Background: Research on immunogenic cell death (ICD) in lung adenocarcinoma (LUAD) has been relatively limited. This study aims to create ICD-related signatures for accurate survival prognosis prediction in LUAD patients, addressing the challenge of lacking reliable early prognostic indicators for this type of cancer.

Methods: Using single-cell RNA sequencing (scRNA-seq) analysis, ICD activity in cells was calculated by AUCell algorithm, divided into high- and low-ICD groups according to median values, and key ICD regulatory genes were identified through differential analysis, and these genes were integrated into TCGA data to construct prognostic signatures using LASSO and COX regression analysis, and multi-dimensional analysis of ICD-related signatures in terms of prognosis, immunotherapy, tumor microenvironment (TME), and mutational landscape.

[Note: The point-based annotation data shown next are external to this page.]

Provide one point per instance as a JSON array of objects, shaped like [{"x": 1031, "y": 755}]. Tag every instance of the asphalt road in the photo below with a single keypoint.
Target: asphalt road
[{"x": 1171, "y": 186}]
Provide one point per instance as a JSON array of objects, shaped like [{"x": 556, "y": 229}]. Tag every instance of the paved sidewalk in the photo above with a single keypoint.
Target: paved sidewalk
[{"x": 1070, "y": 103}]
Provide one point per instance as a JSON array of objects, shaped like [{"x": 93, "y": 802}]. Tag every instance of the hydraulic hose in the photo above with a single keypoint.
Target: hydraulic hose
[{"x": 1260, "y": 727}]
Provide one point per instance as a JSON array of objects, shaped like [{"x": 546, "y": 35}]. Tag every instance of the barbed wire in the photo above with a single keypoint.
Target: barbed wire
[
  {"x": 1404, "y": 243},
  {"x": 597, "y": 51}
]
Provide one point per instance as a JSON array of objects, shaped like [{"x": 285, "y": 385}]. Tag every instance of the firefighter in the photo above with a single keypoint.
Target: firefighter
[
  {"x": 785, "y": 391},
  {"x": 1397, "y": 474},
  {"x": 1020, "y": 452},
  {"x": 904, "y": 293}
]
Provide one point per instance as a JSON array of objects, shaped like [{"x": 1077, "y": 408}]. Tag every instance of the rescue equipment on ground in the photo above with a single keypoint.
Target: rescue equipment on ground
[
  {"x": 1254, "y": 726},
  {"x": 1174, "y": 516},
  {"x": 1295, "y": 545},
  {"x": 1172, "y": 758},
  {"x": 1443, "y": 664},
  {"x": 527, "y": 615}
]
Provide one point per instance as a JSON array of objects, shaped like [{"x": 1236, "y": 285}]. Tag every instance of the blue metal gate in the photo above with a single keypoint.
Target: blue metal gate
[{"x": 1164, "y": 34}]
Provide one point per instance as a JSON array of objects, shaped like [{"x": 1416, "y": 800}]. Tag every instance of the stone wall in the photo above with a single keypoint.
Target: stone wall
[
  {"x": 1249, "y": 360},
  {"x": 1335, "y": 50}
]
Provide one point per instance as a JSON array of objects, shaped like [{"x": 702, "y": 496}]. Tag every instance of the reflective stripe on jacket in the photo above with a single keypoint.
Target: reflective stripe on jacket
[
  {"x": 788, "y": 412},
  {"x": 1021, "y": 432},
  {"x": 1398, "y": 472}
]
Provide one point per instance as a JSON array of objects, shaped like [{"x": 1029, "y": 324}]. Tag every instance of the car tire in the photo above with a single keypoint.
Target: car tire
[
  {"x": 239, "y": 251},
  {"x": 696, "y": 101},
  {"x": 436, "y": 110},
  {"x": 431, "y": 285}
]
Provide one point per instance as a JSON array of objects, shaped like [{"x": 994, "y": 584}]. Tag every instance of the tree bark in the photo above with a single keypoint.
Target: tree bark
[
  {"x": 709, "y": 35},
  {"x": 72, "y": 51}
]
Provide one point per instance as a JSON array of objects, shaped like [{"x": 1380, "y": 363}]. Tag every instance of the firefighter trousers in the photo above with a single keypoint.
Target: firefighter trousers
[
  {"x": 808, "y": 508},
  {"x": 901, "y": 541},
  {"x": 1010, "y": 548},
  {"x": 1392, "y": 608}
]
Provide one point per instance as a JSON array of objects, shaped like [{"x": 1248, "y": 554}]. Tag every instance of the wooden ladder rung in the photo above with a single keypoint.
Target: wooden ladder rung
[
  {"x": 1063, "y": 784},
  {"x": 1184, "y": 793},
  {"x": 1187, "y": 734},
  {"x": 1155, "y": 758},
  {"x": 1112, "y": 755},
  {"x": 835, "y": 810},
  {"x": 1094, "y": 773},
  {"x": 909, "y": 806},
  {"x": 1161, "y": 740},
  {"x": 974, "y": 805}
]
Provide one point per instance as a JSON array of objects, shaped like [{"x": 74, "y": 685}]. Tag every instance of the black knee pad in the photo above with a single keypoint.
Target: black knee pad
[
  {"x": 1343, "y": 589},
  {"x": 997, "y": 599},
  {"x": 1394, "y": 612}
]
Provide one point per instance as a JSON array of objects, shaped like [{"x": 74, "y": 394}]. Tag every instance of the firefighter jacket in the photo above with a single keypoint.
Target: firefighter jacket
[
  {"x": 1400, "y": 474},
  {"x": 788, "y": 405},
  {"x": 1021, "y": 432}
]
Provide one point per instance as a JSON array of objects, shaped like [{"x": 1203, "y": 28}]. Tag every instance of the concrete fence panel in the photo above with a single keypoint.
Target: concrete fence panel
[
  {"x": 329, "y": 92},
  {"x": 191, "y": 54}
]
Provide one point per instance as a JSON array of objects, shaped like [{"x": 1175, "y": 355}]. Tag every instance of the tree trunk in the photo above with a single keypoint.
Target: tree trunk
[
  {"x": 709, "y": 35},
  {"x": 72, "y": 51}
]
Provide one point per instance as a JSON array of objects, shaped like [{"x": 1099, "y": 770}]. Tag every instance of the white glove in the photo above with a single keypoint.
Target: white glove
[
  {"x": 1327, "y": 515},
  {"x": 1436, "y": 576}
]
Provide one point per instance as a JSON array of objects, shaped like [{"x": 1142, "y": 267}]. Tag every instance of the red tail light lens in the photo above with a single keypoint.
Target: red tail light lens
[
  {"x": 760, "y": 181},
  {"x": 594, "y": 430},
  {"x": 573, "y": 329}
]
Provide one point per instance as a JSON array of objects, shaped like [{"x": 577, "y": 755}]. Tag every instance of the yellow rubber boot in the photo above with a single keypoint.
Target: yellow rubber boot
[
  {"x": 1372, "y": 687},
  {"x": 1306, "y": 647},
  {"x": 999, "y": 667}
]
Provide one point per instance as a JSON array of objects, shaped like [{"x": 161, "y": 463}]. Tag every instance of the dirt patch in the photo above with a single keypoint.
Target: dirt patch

Results: The constructed signature reveals a pronounced disparity in prognosis between the high- and low-risk groups of LUAD patients. The statistical discrepancies in survival times among LUAD patients from both the TCGA and GEO databases further corroborate this observation. Additionally, heightened levels of immune cell infiltration expression are evidenced in the low-risk group, suggesting a potential benefit from immunotherapeutic interventions for these patients. The expression levels of pivotal risk-associated genes in tissue samples were assessed utilizing qRT-PCR, thereby unveiling PITX3 as a plausible therapeutic target in the context of LUAD.

Conclusions: Our constructed ICD-related signatures provide help in predicting the prognosis and immunotherapy of LUAD patients, and to some extent guide the clinical treatment of LUAD patients.